Question

The number of solutions of \[ \tan^{-1}(4x) + \tan^{-1}(6x) = \frac{\pi}{6}, \] where \[ -\frac{1}{2\sqrt{6}}<x<\frac{1}{2\sqrt{6}}, \] is equal to

• A. \(1\)
• B. \(2\)
• C. \(0\)
• D. \(3\)

Hint:

Always verify the condition \(ab<1\) before applying the inverse tangent addition formula, and check final solutions within the given interval.

Answer 1

The Correct Option is A

To find the number of solutions for the given equation \(\tan^{-1}(4x) + \tan^{-1}(6x) = \frac{\pi}{6}\) within the interval \(-\frac{1}{2\sqrt{6}} < x < \frac{1}{2\sqrt{6}}\), we will use properties of inverse trigonometric functions.

Using the formula for the sum of two inverse tangents:

\(\tan^{-1}(a) + \tan^{-1}(b) = \tan^{-1}\left(\frac{a + b}{1 - ab}\right)\), where \(ab < 1\).

Applying this to the problem, we have:

\(a = 4x\) and \(b = 6x\). Thus,

\(\tan^{-1}(4x) + \tan^{-1}(6x) = \tan^{-1}\left(\frac{4x + 6x}{1 - (4x)(6x)}\right) = \tan^{-1}\left(\frac{10x}{1 - 24x^2}\right)\)

The given equation can now be rewritten as:

\(\tan^{-1}\left(\frac{10x}{1 - 24x^2}\right) = \frac{\pi}{6}\)

This implies:

\(\frac{10x}{1 - 24x^2} = \tan\left(\frac{\pi}{6}\right)\)

Since \(\tan\left(\frac{\pi}{6}\right) = \frac{1}{\sqrt{3}}\)

We have:

\(\frac{10x}{1 - 24x^2} = \frac{1}{\sqrt{3}}\)

Cross-multiply to find:

\(10x = \frac{1}{\sqrt{3}}(1 - 24x^2)\)

Simplifying further, we get:

\(\sqrt{3} \cdot 10x = 1 - 24x^2\)\)

\(24x^2 + 10\sqrt{3}x - 1 = 0\)

Using the quadratic formula \(x = \frac{-b \pm \sqrt{b^2 - 4ac}}{2a}\), where \(a = 24\), \(b = 10\sqrt{3}\), and \(c = -1\), we solve for \(x\).

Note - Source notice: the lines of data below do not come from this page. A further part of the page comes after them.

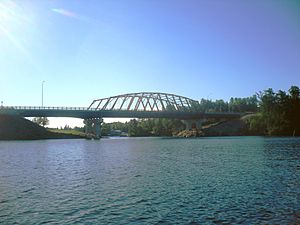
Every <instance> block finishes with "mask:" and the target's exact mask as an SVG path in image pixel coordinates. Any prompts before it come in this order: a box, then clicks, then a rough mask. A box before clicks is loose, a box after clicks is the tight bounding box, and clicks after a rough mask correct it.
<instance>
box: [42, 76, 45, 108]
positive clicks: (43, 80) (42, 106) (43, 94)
mask: <svg viewBox="0 0 300 225" xmlns="http://www.w3.org/2000/svg"><path fill="white" fill-rule="evenodd" d="M44 83H45V81H44V80H43V82H42V107H43V106H44Z"/></svg>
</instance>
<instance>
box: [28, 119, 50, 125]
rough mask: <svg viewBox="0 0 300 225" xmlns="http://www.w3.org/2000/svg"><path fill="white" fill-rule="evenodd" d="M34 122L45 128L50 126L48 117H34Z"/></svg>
mask: <svg viewBox="0 0 300 225" xmlns="http://www.w3.org/2000/svg"><path fill="white" fill-rule="evenodd" d="M32 122H34V123H36V124H38V125H40V126H43V127H44V126H46V125H48V124H49V120H48V118H47V117H34V118H33V119H32Z"/></svg>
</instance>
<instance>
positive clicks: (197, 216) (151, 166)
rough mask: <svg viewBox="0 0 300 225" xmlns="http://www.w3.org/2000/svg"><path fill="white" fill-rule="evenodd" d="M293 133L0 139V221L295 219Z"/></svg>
mask: <svg viewBox="0 0 300 225" xmlns="http://www.w3.org/2000/svg"><path fill="white" fill-rule="evenodd" d="M299 223H300V138H263V137H224V138H197V139H175V138H174V139H172V138H115V139H101V140H100V141H89V140H43V141H7V142H5V141H2V142H0V224H299Z"/></svg>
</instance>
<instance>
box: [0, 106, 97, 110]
mask: <svg viewBox="0 0 300 225" xmlns="http://www.w3.org/2000/svg"><path fill="white" fill-rule="evenodd" d="M1 109H12V110H73V111H74V110H78V111H93V110H95V109H94V108H87V107H63V106H61V107H52V106H1V107H0V110H1Z"/></svg>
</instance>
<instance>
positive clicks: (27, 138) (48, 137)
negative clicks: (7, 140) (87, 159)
mask: <svg viewBox="0 0 300 225" xmlns="http://www.w3.org/2000/svg"><path fill="white" fill-rule="evenodd" d="M54 138H82V137H80V136H77V135H70V134H59V133H53V132H50V131H48V130H47V129H46V128H44V127H41V126H39V125H37V124H35V123H33V122H31V121H29V120H27V119H24V118H22V117H18V116H8V115H0V140H37V139H54Z"/></svg>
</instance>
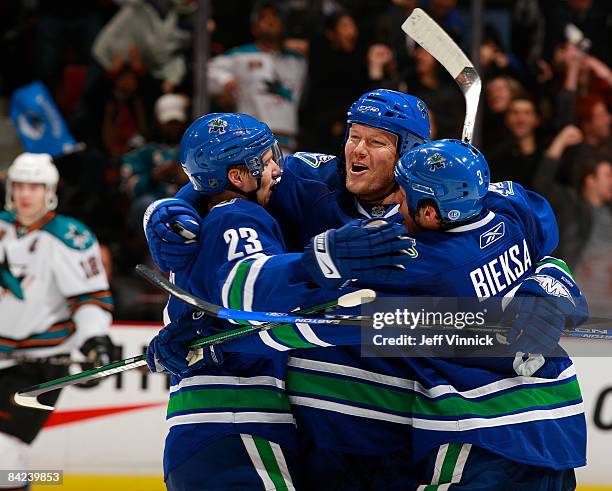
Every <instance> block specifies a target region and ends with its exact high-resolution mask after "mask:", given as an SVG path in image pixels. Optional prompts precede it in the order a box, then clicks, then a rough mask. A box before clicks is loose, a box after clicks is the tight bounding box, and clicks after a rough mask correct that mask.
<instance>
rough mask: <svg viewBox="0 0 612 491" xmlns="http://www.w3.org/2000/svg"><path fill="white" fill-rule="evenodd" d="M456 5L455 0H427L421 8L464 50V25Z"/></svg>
mask: <svg viewBox="0 0 612 491" xmlns="http://www.w3.org/2000/svg"><path fill="white" fill-rule="evenodd" d="M456 7H457V0H427V1H426V2H425V5H424V7H423V8H424V9H425V10H426V11H427V13H428V14H429V15H431V16H432V17H433V19H434V20H435V21H436V22H437V23H438V24H440V25H441V26H442V27H443V28H444V30H445V31H446V32H447V33H448V34H449V35H450V37H452V38H453V39H454V40H455V42H456V43H457V44H459V45H460V46H462V47H463V48H464V51H465V48H466V46H464V43H465V42H467V39H466V36H465V34H466V26H465V22H463V19H462V18H461V14H459V12H458V11H457V8H456Z"/></svg>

First, calculate the discriminant:

\(b^2 - 4ac = (10\sqrt{3})^2 - 4 \cdot 24 \cdot (-1)\)\)

\(= 300 + 96 = 396\)

\(x = \frac{-10\sqrt{3} \pm \sqrt{396}}{48}\)

\(= \frac{-10\sqrt{3} \pm \sqrt{4 \cdot 99}}{48} = \frac{-10\sqrt{3} \pm 2 \cdot \sqrt{99}}{48}\)

\(x = \frac{-5\sqrt{3} \pm \sqrt{99}}{24}\)

Now, simplify \(\sqrt{99}\):

\(\sqrt{99} = 3\sqrt{11}\)

Therefore:

\(x = \frac{-5\sqrt{3} \pm 3\sqrt{11}}{24}\)

Checking these roots within the given interval \(-\frac{1}{2\sqrt{6}} < x < \frac{1}{2\sqrt{6}}\), we find that only one of these values, \(x = \frac{-5\sqrt{3} + 3\sqrt{11}}{24}\), satisfies the interval, while the other one does not.

Therefore, the number of solutions is 1.